Sunday, May 13, 2018

More Historic Loss in the Midst of Preservation Month

After this month's demolition of the historic Frankford Chocolate Factory, thanks to an endless array of loopholes within the city's preservation-dedicated agencies, another element of mismanagement has allowed the same developer, Ori Feibush of OCF Realty, to demolish the Christian Street Baptist Church. 

In this instance, this Historical Commission voted 5-4 to protect the 19th Century Italianate church with two abstentions. It's those abstentions that allowed the church to remain unprotected despite a vote in favor. As it turned out, the Department of Planning and Development requires the Historical Commission to grant at least six votes in order to protect a building. This all happened nearly six months ago, and since then no re-vote has been cast. 

Chalk one more up to the nation's first World Heritage City in the midst of Preservation Month. It's curious why two of the Historical Commission's members declined to vote. After all, they're the primary body responsible for making these sometimes tough decisions.

Did those two members just not bother showing up?

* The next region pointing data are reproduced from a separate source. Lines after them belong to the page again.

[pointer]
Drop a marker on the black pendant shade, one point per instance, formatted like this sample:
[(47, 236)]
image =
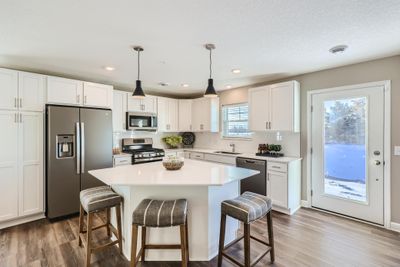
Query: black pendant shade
[(138, 93), (210, 91)]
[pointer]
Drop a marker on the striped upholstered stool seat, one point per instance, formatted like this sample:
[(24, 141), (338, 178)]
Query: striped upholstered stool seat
[(248, 207), (160, 213), (98, 198)]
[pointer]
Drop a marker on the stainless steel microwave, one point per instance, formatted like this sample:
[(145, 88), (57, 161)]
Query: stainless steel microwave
[(140, 121)]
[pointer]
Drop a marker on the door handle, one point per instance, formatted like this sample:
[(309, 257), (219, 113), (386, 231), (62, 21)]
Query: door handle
[(78, 148), (82, 147)]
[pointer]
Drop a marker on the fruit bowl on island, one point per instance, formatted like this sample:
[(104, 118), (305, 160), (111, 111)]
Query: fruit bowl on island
[(173, 163)]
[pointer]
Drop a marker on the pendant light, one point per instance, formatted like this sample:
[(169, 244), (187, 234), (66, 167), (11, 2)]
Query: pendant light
[(138, 93), (210, 91)]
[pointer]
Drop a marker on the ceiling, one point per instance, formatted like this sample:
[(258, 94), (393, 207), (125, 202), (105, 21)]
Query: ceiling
[(265, 39)]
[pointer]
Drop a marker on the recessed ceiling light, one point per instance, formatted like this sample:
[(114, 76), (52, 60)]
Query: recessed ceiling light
[(109, 68), (339, 49)]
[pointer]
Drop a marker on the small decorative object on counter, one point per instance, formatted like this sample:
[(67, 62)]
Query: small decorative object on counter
[(188, 139), (173, 163), (172, 141)]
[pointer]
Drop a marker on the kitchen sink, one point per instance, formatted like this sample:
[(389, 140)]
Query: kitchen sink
[(227, 152)]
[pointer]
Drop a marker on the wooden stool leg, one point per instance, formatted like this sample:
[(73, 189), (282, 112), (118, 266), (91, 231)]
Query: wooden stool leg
[(271, 236), (118, 214), (134, 245), (247, 245), (81, 221), (221, 239), (108, 222), (183, 245), (187, 240), (143, 255), (89, 238)]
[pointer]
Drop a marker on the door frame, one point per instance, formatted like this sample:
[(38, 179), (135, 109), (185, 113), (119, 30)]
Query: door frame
[(387, 142)]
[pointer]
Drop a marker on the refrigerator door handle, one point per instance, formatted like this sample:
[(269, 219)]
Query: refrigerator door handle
[(83, 147), (78, 148)]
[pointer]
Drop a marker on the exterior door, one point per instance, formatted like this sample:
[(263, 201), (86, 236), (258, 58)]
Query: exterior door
[(347, 152)]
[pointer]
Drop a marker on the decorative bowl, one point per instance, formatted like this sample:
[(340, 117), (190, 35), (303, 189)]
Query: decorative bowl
[(173, 163)]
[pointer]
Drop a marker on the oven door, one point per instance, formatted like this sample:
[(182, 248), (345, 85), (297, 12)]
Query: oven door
[(141, 121)]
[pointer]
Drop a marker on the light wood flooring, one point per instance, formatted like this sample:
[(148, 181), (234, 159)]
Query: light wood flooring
[(308, 238)]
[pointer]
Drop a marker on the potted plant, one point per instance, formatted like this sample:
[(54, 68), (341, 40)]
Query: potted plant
[(172, 141)]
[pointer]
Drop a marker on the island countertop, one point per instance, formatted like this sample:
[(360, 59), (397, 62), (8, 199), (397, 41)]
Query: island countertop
[(194, 172)]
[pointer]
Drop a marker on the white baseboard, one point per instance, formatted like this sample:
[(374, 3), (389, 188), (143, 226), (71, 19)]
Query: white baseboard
[(22, 220), (395, 226), (304, 204)]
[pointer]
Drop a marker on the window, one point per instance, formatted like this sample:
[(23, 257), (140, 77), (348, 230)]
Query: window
[(236, 121)]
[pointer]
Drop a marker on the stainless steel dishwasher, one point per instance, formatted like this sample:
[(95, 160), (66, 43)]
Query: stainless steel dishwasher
[(258, 182)]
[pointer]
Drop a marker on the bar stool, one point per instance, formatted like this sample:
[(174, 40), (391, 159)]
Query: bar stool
[(159, 213), (246, 208), (94, 200)]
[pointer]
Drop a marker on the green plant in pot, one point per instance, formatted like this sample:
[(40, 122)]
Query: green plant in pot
[(172, 141)]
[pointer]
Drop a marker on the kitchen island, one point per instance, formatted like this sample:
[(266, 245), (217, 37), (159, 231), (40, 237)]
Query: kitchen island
[(204, 184)]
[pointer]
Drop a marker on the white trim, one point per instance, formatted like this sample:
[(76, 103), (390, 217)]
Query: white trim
[(22, 220), (395, 226), (387, 143)]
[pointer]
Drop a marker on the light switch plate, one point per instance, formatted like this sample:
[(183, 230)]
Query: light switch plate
[(397, 150)]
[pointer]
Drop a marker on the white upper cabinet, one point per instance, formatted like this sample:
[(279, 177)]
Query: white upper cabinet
[(30, 172), (120, 103), (167, 114), (259, 110), (185, 115), (147, 104), (205, 114), (98, 95), (8, 165), (64, 91), (8, 89), (31, 90), (275, 107)]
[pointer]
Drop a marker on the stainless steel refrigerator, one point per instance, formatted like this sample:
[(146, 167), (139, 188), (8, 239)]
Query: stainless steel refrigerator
[(77, 140)]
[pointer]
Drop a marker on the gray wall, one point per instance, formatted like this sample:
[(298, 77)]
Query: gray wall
[(377, 70)]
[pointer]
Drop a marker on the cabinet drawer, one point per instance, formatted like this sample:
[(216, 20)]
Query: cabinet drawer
[(122, 161), (275, 166), (196, 155)]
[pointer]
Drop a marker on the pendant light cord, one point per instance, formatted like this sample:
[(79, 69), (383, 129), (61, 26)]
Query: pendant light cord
[(210, 64), (139, 65)]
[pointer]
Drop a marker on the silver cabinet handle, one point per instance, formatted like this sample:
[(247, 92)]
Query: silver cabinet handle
[(83, 147), (78, 148)]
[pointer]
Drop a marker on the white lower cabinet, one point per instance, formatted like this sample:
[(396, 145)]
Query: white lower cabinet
[(284, 185), (21, 165)]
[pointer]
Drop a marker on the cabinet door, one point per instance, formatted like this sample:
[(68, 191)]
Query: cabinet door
[(9, 89), (185, 115), (162, 115), (134, 104), (119, 110), (8, 165), (259, 109), (31, 91), (149, 104), (282, 106), (98, 95), (64, 91), (277, 188), (31, 163)]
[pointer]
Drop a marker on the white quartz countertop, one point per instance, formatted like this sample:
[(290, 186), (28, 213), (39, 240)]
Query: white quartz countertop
[(193, 173), (244, 155)]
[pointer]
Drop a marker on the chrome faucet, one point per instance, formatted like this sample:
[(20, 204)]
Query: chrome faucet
[(232, 145)]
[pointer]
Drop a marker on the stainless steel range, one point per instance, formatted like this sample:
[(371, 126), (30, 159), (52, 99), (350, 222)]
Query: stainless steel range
[(142, 150)]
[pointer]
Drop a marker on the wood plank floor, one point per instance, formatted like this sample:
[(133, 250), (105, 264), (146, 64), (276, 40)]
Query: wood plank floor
[(308, 238)]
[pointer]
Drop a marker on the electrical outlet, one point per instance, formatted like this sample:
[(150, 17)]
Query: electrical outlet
[(397, 150)]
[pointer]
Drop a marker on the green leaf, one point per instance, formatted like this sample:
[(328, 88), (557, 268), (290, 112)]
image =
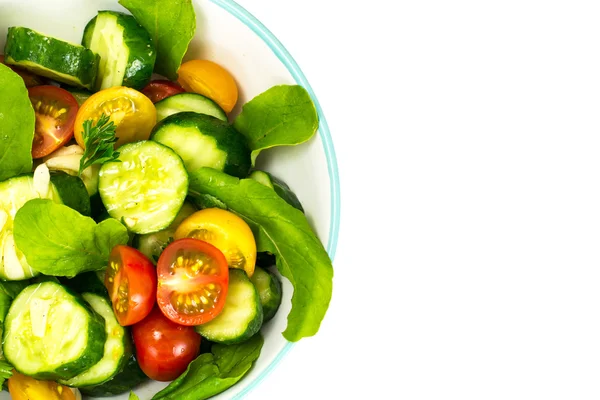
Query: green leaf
[(284, 231), (58, 241), (133, 396), (17, 125), (171, 24), (284, 115), (213, 373)]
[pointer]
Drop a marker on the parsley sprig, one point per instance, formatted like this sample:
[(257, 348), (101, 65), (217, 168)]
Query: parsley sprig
[(99, 142)]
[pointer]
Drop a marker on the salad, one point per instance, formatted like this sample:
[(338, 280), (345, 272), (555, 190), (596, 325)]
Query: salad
[(138, 241)]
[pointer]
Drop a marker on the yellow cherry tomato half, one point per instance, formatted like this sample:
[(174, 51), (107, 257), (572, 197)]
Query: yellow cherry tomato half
[(224, 230), (22, 387), (210, 80), (132, 112)]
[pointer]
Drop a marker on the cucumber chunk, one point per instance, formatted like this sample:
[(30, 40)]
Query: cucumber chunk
[(131, 376), (50, 333), (127, 55), (146, 188), (204, 141), (268, 286), (242, 315), (55, 59), (153, 244), (188, 102), (117, 348), (279, 186)]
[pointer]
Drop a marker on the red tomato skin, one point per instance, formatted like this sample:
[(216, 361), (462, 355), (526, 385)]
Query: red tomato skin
[(161, 89), (164, 349), (142, 280)]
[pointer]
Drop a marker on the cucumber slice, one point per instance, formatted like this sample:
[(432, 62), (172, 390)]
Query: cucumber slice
[(204, 141), (117, 348), (72, 192), (125, 381), (55, 59), (14, 193), (146, 188), (153, 244), (242, 315), (269, 289), (127, 55), (188, 102), (50, 333), (280, 187)]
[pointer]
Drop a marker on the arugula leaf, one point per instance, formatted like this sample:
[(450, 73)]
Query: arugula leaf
[(58, 241), (99, 142), (284, 231), (284, 115), (171, 24), (213, 373), (17, 125)]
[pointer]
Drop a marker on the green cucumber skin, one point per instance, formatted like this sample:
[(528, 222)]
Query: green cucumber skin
[(273, 291), (228, 139), (72, 192), (130, 376), (24, 44), (92, 353), (207, 331), (142, 53), (189, 102)]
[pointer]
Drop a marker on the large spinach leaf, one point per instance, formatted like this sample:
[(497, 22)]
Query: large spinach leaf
[(17, 124), (58, 241), (284, 231), (172, 24), (213, 373), (284, 115)]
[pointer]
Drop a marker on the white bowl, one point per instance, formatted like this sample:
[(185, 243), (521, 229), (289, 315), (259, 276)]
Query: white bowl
[(230, 36)]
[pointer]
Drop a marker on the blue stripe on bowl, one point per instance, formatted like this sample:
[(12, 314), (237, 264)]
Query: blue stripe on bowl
[(285, 57)]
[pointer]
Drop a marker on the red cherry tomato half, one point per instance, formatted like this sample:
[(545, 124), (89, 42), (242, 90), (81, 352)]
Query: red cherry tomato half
[(131, 282), (193, 278), (163, 348), (55, 112), (161, 89)]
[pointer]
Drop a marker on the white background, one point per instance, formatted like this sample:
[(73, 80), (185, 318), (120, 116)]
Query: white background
[(468, 141)]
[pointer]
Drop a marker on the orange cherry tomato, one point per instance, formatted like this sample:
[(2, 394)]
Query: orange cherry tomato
[(211, 80), (193, 279), (55, 112), (131, 282)]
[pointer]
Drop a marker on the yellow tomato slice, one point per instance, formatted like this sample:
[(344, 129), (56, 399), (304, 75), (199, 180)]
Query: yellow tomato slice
[(224, 230), (22, 387), (210, 80), (132, 112)]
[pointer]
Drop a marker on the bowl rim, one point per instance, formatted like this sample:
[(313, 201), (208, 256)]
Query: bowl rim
[(334, 181)]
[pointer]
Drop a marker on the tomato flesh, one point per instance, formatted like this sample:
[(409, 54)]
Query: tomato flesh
[(22, 387), (131, 282), (163, 348), (193, 279), (55, 113), (133, 114), (161, 89)]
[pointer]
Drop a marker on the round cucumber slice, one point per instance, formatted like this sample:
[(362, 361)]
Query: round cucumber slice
[(146, 188), (204, 141), (127, 55), (188, 102), (50, 333), (242, 315)]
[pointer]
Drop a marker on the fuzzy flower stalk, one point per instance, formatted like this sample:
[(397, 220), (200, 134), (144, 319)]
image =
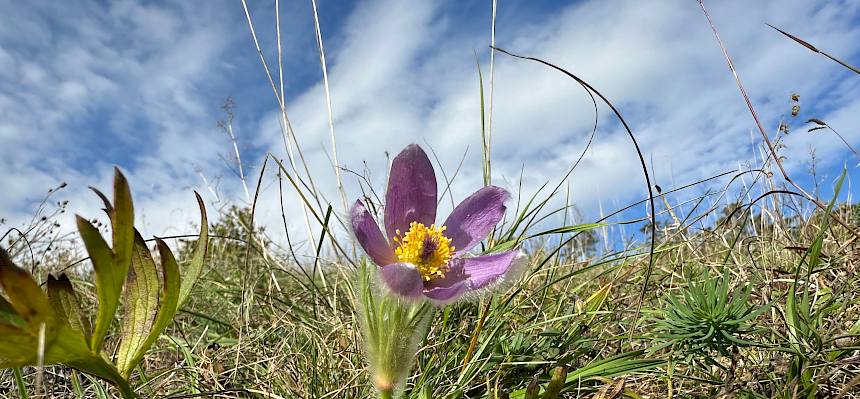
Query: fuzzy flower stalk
[(421, 264)]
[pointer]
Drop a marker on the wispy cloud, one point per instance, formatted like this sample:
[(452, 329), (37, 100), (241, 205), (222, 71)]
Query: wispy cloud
[(141, 84)]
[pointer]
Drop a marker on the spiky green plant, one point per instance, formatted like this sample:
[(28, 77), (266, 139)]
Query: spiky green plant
[(38, 329), (707, 317)]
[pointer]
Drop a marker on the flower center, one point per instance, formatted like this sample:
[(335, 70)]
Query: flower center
[(426, 248)]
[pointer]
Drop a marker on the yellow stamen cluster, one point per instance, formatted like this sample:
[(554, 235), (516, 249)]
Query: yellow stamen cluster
[(426, 248)]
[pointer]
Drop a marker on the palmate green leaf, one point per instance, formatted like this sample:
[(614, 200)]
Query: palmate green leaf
[(110, 265), (44, 336), (192, 271), (25, 296), (141, 304), (168, 308), (65, 303), (141, 326)]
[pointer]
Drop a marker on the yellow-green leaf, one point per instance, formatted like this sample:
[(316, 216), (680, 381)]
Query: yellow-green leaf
[(141, 305), (25, 295), (169, 300), (107, 290), (63, 299), (110, 265)]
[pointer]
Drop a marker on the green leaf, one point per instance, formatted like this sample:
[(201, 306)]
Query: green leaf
[(25, 296), (192, 272), (63, 299), (169, 303), (141, 305), (110, 265)]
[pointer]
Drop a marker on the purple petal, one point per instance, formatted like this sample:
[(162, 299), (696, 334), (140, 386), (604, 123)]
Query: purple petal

Feibush, who paid $1.5M for the property, briefly held out in search of a buyer willing to convert the church into apartments. It certainly wouldn't be unheard of. There are a number of converted churches in the city and surrounding areas and they make breathtaking living spaces, some fetching much higher prices than newly constructed town homes. Feibush even offered to let the property go for $1M, but claims no offers were made.

In the wake of the demolition of the Frankford Chocolate Factory and other properties razed by Feibush and OCF Reality, this all sounds a little sketchy. Though it seems Feibush extended an olive branch after his much-criticized demolition of the factory (which reminded many he also demolished the Royal Theater), he only extended that offer for a month. As of Thursday, demolition was back on, with hopes to quickly ready the site for two buildings comprised of eight apartments.

Like the factory and the Royal Theater, this speaks to the erratic fashion under which Feibush conducts business. Unlike developers with firm project plans, i.e. Carl Dranoff and Eric Blumenfeld, Feibush targets threatened sites, moves quickly and confusingly. Before the dust settles, he's often erected one of his superfluously cardboard carbon copies and preservationists are left scratching their heads, wondering what exactly just happened before he's moved on to his next idea. This is characteristic of a developer who once ran for City Council which, would he have won, would have imposed massive conflicts-of-interest were he ever to sign the death warrant of a property he stood to profit from. 

But as it currently exists, Feibush and OCF Realty function within the confines of the law, however unethically they may exploit the spirit of it. Why can't Feibush himself convert the Christian Street Baptist Church into four or six unique apartments? He might not see the same expansive profit of a tear-down replaced with cheap construction, but he'd easily make back his investment. As many noted while he began razing the Frankford Chocolate Factory, residential conversion of these urban properties was the status quo in the 1980s and '90s, most notably in Callowhill's lofts. 

OCF Realty seems to have found a loyal and steady flow of income in Millennials and New Philadelphians who don't really understand Philadelphia's history, or care to. 

While neighbors ferociously opposed Feibush's plans for Christian Street, their opposition was almost exclusively surrounding (you guessed it) parking. It's a just complaint. While the site would get eight cars off the street, it would bring eight cars to an already congested and car-heavy part of town, all a few blocks from a subway and next to several major bus routes. However, given that the church is not technically under any historic protection, arguments regarding parking may have been the pragmatic way to make a case for saving a beautiful old building and neighborhood landmark. 

None of this matters so long as Feibush owns the church. Anyone remotely familiar with development in Philadelphia is aware of Feibush's nefarious track record for sameness crammed with "luxury" amenities. McMansionHell could franchise a subsidiary dedicated to piss-poor post-post-modern urban architecture without ever straying from OCF Realty's website. 

Feibush and other one-trick ponies like Toll Brothers don't have a vested interest in Philadelphia that doesn't solely benefit their bottom lines. Preservation isn't as profitable as new construction, it never will be. This is exactly why we have organizations like the Historical Commission, the Preservation Task Force, and the Register of Historic Places. They are the gates between history and profit-blinded development. 

Hope for preservation can't exist when those charged with protecting history aren't willing to do their jobs, or bother to do something as simple as vote. In Philadelphia, preservation currently only exists in hindsight, and in those of us who can do nothing but look at falling buildings and shake our heads. Currently we're seeing a level of historic loss not seen since the post-war demolition spree responsible for some of the city's largest urban voids: Dock Street, Penn's Landing, Vine Street. By now, we should know better.